The codon/cir/util/ directory has a number of utility and generally helpful functions, for things like cloning IR, inlining/outlining, matching and more. codon/cir/util/irtools.h in particular has many helpful functions for performing various common tasks. If you're working with CIR, be sure to take a look at these functions to make your life easier!

Standard pass pipeline

These standard sets of passes are run in release-mode:

• Python-specific optimizations: a series of passes to optimize common Python patterns and idioms. Examples include dictionary updates of the form d[k] = d.get(k, x) <op> y, and optimizing them to do just one access into the dictionary, as well as optimizing repeated string concatenations or various I/O patterns.

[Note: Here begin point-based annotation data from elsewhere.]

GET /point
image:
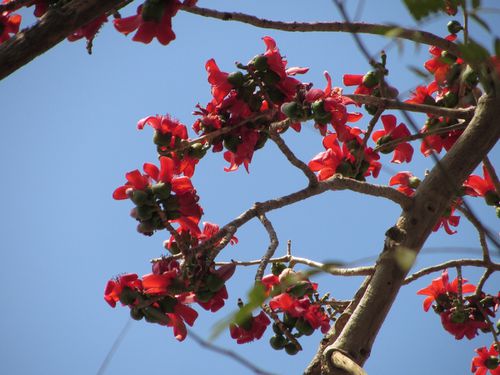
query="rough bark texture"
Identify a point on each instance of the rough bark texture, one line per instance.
(52, 28)
(413, 228)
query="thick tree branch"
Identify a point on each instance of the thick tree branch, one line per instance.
(418, 36)
(53, 27)
(414, 226)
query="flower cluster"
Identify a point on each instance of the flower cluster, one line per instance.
(241, 101)
(460, 316)
(163, 296)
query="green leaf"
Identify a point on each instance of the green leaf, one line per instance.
(256, 297)
(481, 22)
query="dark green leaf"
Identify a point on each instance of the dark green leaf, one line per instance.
(481, 22)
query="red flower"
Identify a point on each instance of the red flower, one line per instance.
(211, 229)
(220, 85)
(357, 80)
(440, 286)
(9, 25)
(326, 162)
(253, 329)
(332, 102)
(486, 360)
(135, 180)
(181, 314)
(447, 220)
(153, 19)
(403, 152)
(437, 65)
(115, 287)
(423, 94)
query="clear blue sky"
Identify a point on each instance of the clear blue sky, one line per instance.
(69, 134)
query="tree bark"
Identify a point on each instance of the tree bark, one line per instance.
(413, 228)
(53, 27)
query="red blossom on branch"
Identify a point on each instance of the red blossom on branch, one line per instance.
(403, 151)
(486, 360)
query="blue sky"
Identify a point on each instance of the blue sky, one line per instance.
(69, 135)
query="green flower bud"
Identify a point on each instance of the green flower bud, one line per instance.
(277, 342)
(128, 296)
(448, 57)
(214, 283)
(152, 10)
(259, 62)
(370, 79)
(161, 139)
(139, 197)
(136, 313)
(236, 79)
(197, 151)
(291, 349)
(454, 27)
(277, 329)
(161, 190)
(277, 268)
(231, 143)
(289, 321)
(204, 295)
(167, 304)
(145, 213)
(304, 327)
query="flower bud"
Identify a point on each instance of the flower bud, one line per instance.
(291, 349)
(236, 79)
(454, 27)
(277, 342)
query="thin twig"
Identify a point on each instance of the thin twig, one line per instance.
(331, 269)
(450, 264)
(296, 162)
(418, 36)
(369, 130)
(463, 113)
(273, 244)
(413, 137)
(116, 344)
(491, 171)
(227, 353)
(480, 231)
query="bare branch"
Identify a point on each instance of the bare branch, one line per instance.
(227, 353)
(464, 113)
(413, 137)
(293, 159)
(273, 238)
(418, 36)
(482, 237)
(491, 170)
(451, 264)
(52, 28)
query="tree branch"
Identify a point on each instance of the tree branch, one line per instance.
(415, 225)
(464, 113)
(418, 36)
(52, 28)
(451, 264)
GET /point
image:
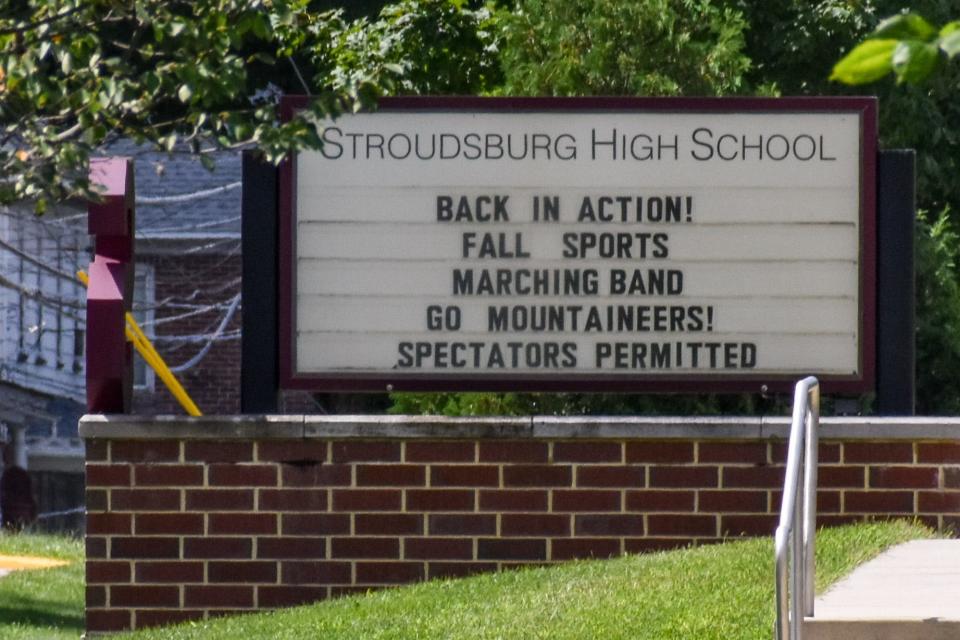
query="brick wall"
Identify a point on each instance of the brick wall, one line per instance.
(189, 523)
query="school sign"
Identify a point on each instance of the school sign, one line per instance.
(552, 244)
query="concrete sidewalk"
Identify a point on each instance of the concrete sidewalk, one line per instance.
(912, 591)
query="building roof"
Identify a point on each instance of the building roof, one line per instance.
(178, 198)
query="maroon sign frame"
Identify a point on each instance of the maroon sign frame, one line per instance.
(864, 107)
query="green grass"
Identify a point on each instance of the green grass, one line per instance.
(45, 604)
(722, 592)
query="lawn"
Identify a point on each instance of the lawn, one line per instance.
(722, 592)
(45, 604)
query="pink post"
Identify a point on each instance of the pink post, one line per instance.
(109, 355)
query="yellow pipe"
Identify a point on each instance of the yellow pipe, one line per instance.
(147, 351)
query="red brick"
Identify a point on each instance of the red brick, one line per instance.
(436, 570)
(444, 451)
(107, 621)
(210, 548)
(315, 524)
(219, 596)
(388, 524)
(177, 572)
(828, 453)
(288, 548)
(573, 548)
(242, 572)
(660, 500)
(242, 475)
(440, 500)
(537, 475)
(147, 618)
(366, 500)
(108, 475)
(827, 501)
(177, 475)
(747, 477)
(669, 452)
(833, 520)
(315, 572)
(514, 549)
(513, 451)
(172, 523)
(587, 451)
(466, 475)
(463, 524)
(219, 499)
(293, 500)
(389, 572)
(608, 525)
(292, 451)
(585, 500)
(145, 451)
(144, 500)
(232, 524)
(273, 597)
(366, 451)
(212, 451)
(327, 475)
(541, 524)
(144, 596)
(733, 452)
(391, 475)
(513, 500)
(904, 477)
(104, 571)
(683, 476)
(612, 476)
(846, 477)
(651, 545)
(109, 523)
(438, 549)
(749, 525)
(877, 452)
(95, 596)
(681, 525)
(95, 547)
(360, 547)
(727, 501)
(937, 452)
(96, 450)
(96, 499)
(939, 501)
(878, 502)
(951, 477)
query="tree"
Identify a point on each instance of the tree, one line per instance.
(75, 74)
(906, 45)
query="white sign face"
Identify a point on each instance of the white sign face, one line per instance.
(624, 245)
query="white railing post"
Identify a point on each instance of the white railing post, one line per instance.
(795, 540)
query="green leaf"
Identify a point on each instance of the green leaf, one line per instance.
(907, 26)
(913, 61)
(867, 62)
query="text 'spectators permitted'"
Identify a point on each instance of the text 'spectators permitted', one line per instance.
(435, 244)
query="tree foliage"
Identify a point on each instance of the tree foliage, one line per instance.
(609, 47)
(206, 74)
(906, 45)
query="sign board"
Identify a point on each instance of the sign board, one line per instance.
(582, 244)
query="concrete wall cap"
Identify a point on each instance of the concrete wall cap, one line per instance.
(256, 427)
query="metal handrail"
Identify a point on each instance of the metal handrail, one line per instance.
(795, 573)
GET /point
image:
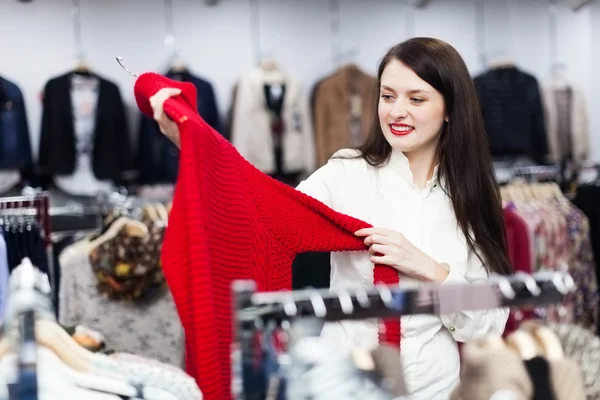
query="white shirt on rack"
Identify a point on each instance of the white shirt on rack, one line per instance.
(84, 102)
(387, 197)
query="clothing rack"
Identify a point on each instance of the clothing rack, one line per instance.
(39, 202)
(394, 301)
(303, 312)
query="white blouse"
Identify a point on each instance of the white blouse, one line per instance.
(387, 197)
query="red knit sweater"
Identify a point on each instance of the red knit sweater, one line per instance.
(230, 221)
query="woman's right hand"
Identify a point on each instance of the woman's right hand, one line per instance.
(167, 126)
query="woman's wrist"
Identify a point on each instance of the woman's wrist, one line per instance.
(438, 272)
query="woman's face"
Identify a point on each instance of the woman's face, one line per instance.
(411, 112)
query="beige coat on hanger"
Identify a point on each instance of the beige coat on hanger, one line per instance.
(580, 135)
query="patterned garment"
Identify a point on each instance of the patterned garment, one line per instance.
(129, 268)
(582, 266)
(148, 327)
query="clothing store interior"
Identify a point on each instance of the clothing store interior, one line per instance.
(256, 293)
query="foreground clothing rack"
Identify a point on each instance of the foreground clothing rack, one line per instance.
(291, 317)
(38, 207)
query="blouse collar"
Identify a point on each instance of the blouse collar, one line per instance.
(400, 164)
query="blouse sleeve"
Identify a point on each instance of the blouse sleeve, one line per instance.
(472, 324)
(326, 183)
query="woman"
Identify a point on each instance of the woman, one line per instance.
(424, 179)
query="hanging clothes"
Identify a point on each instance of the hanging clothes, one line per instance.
(157, 158)
(512, 108)
(519, 253)
(560, 234)
(271, 126)
(4, 274)
(344, 104)
(23, 238)
(84, 136)
(16, 161)
(84, 101)
(114, 284)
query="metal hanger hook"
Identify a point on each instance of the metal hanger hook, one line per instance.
(120, 61)
(345, 302)
(530, 283)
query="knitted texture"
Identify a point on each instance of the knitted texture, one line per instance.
(230, 221)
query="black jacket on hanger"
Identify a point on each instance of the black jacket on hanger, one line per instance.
(112, 148)
(512, 108)
(157, 158)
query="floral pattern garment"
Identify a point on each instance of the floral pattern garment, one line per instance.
(582, 266)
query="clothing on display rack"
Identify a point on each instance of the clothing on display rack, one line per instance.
(559, 236)
(16, 162)
(112, 282)
(84, 142)
(511, 104)
(566, 120)
(24, 232)
(587, 199)
(518, 370)
(342, 106)
(539, 363)
(157, 158)
(57, 367)
(272, 223)
(271, 124)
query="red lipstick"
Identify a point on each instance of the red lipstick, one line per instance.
(401, 129)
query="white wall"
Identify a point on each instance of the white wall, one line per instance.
(38, 40)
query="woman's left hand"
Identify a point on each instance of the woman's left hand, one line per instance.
(391, 248)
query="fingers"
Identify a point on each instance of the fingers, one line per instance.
(378, 249)
(377, 238)
(157, 102)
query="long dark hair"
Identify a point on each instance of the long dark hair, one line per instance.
(465, 164)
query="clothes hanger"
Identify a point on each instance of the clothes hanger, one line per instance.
(87, 385)
(133, 228)
(547, 341)
(162, 212)
(151, 213)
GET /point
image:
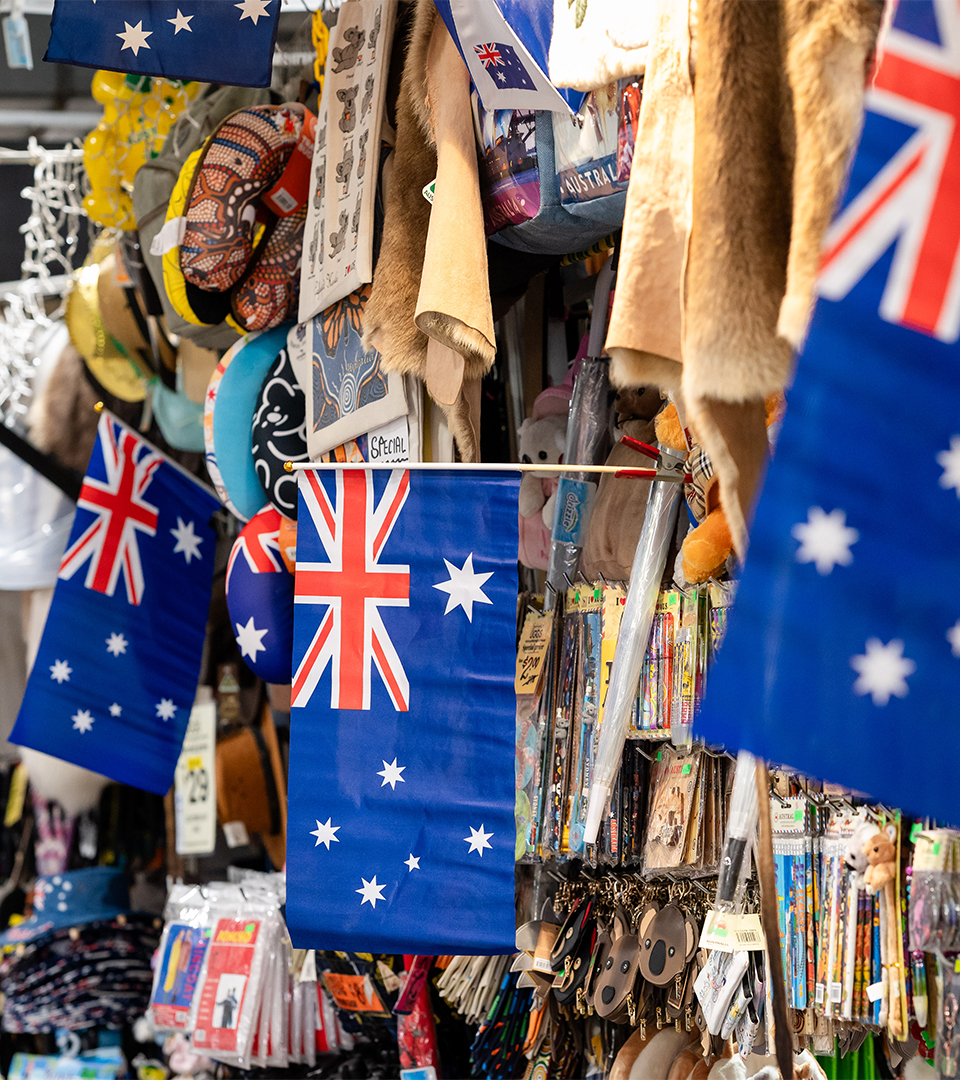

• Imperative for-loop lowering: loops of the form for i in range(a, b, c) (with c constant) are lowered to a special IR node, since these loops are important for e.g. multithreading later.

• A series of program analyses whose results are available to later passes:

  • Control-flow analysis
  • Reaching definition analysis
  • Dominator analysis
  • Capture (or escape) analysis

• Parallel loop lowering for multithreading or GPU

• Constant propagation and folding. This also includes dead code elimination and (in non-JIT mode) global variable demotion.

Codon plugins can inject their own passes into the pipeline as well.